A (Atmospheric and Hydrospheric Sciences ) » A-CG Complex & General

[A-CG56] Coastal Ecosystems-2. Coral reefs, seagrass and macroalgal beds, and mangroves

convener:Yu Umezawa(Tokyo University of Agriculture and Technology), Toshihiro Miyajima(Marine Biogeochemistry Group, Division of Ocean-Earth System Science, Atmosphere and Ocean Research Institute, The University of Tokyo), Atsushi Watanabe(The ocean policy research institute, The Sasakawa peace foundation), Tomihiko Higuchi(Atmosphere and Ocean Research Institute, The University of Tokyo)

[ACG56-11] Tracing simulation of effused organic carbon produced by coastal ecosystems

*Takashi Nakamura1, Lawrence Patrick Cases Bernardo1, Toshihiro Miyajima2 (1.School of Environment and Society, Tokyo Institute of Technology, 2.AORI, The University of Tokyo)

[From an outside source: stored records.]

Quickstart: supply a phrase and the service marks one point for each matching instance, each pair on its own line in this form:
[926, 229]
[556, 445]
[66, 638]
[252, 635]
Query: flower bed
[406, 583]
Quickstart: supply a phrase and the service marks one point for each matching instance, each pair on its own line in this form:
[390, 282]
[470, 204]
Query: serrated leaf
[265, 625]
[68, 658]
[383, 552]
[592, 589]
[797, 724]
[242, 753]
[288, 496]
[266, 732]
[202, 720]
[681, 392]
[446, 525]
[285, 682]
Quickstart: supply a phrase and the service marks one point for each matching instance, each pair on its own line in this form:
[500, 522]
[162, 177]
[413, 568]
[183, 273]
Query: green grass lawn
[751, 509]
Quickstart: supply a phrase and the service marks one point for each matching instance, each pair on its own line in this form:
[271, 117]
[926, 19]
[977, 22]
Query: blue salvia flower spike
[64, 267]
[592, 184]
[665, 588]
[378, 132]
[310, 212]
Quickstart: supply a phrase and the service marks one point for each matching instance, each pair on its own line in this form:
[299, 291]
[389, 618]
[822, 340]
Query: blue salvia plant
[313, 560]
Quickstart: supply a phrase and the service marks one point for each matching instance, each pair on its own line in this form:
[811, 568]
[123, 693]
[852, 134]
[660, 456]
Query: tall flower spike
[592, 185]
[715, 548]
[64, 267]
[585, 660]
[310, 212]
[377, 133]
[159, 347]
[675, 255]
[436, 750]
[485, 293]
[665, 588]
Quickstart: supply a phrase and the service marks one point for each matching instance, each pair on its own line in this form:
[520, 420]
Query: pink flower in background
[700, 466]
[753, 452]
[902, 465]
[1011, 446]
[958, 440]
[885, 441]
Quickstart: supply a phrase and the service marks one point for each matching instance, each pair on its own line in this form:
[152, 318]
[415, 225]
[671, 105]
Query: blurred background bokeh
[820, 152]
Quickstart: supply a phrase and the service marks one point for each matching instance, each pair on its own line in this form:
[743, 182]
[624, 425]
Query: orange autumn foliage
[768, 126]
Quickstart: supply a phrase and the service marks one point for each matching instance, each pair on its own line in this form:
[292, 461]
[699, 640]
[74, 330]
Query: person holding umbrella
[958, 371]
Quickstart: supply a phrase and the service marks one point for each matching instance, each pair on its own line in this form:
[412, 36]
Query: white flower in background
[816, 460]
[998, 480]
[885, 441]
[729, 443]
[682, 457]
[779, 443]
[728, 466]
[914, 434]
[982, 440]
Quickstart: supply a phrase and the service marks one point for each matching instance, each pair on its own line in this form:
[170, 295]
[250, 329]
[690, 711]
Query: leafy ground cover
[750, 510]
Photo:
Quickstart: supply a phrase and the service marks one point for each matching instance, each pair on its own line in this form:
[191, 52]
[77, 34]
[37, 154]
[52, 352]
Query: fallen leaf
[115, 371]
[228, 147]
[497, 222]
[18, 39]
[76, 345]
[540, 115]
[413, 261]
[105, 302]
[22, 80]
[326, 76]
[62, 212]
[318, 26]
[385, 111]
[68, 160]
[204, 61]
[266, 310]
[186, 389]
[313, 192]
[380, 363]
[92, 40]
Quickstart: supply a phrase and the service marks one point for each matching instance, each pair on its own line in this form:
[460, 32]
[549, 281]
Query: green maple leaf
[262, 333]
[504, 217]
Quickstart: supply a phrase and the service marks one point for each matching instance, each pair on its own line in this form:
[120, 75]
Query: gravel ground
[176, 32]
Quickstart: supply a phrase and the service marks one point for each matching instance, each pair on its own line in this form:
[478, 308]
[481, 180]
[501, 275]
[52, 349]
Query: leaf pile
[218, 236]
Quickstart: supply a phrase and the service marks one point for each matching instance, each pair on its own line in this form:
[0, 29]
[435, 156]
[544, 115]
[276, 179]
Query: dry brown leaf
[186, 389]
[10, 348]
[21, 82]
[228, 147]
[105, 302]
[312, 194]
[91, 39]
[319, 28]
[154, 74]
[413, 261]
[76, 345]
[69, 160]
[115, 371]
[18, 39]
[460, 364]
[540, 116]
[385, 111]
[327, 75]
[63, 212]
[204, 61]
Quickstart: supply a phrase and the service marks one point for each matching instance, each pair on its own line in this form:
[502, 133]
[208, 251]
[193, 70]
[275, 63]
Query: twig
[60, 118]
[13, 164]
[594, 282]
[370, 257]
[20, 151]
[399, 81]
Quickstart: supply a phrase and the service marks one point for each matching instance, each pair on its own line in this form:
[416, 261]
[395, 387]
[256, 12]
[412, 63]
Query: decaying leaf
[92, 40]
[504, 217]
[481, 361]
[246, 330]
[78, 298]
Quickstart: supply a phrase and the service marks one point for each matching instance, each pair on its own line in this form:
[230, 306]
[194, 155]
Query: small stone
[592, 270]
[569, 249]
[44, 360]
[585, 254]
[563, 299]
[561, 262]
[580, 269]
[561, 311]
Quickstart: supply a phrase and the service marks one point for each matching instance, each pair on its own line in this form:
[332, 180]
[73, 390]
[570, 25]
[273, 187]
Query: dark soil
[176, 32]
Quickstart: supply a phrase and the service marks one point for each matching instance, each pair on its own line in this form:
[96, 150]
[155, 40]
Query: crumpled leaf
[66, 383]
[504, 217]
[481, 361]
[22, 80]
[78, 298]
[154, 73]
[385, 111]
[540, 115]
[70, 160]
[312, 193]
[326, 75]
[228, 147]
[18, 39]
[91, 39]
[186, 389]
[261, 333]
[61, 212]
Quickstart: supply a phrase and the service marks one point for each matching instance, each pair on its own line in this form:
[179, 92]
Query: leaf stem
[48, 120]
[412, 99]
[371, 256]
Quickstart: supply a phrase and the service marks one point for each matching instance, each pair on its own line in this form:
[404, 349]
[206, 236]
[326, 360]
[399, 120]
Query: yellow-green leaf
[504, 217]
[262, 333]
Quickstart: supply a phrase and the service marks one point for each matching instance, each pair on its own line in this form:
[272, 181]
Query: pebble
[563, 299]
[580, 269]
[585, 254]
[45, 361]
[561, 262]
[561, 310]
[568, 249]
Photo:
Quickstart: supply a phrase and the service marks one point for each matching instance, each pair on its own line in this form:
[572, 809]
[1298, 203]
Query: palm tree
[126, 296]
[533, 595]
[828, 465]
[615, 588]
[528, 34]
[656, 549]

Keywords:effused organic carbon, carbon tracing, numerical simulation, ocean circulation model, low-trophic ecosystem model

Many of the organic carbon produced by coastal organisms such as seagrass, mangrove, corals, are flush out to offshore. The effused organic carbon may potentially important for the global carbon cycles, but the quantitative studies of the effused organic carbon and its fates are very limited due to the difficulty of the observation. In this study, for elucidating the fate of the effused organic carbon, a numerical simulation model for tracing the effused organic carbon was developed.

The model is composed of an ocean circulation model based on the Coupled-Ocean-Atmosphere-Wave-Sediment Transport (COAWST) Modeling System (Warner et al., 2010) coupled with a newly developed low-trophic ecosystem model (modified from Nakamura et al., 2018). The low-trophic ecosystem model has some compartments; dissolved inorganic carbon (DIC), total alkalinity (TA), dissolved oxygen (DO), ammonium (NH4), nitrate (NO3), phosphate (PO4), labile dissolved organic carbon (LDOC), nitrogen (LDON), and phosphorous (LDOP), refractory organic carbon (RDOC), nitrogen (RDON), and phosphorous (RDOP), coarse particulate organic carbon (CPOC), nitrogen (CPON), and phosphorous (CPOP), detritus type particulate organic carbon (DPOC), nitrogen (DPON), and phosphorous (DPOP), 3 functional groups of phytoplankton (Dinoflagellate, Diatom, Coccolithophorids), 1 functional group of zooplankton, and particulate inorganic carbon (PIC; dead CaCO3 shell of Coccolithophorids). In addition, for tracing the fate of the carbon, a carbon isotope module with carbon isotope compartments, such as DI13C, RDO13C, LDO13C, CPO13C, DPO13C, and 13C of those groups of phytoplankton, 13C of zooplankton, and PI13C, was incorporated into the model. Since carbon isotope is aimed to use as the carbon tracing, isotope fractionation by all physical and biological processes were deactivated.

This model applied the Yaeyama Islands region, especially focusing Nagura Bay, Ishigaki Island, for tracing organic carbon effused from the mangrove ecosystem around the Nagura river, and conducted carbon tracing simulation. In this simulation, completely 0% of carbon isotope is included in all the compartments, and 50% of the mangrove leaf carbon as the CPOC was marked as CPO13C and released from the river mouth. Then the CPOC and CPO13C were dispersed by advection and diffusion. Through the decomposition processes, some parts of the CPOC changed the form to detritus, then it was decomposed and was changed the form to DIC. And some other part of the CPOC was eaten by zooplankton and assimilated to the zooplankton body. Then the assimilated carbon was changed to other forms... Such kind of carbon propagation was able to be chased by carbon isotope. The model still needs proper parameter adjustment especially decomposition related parameters, but the model was well tracing and visualizing carbon and its fate.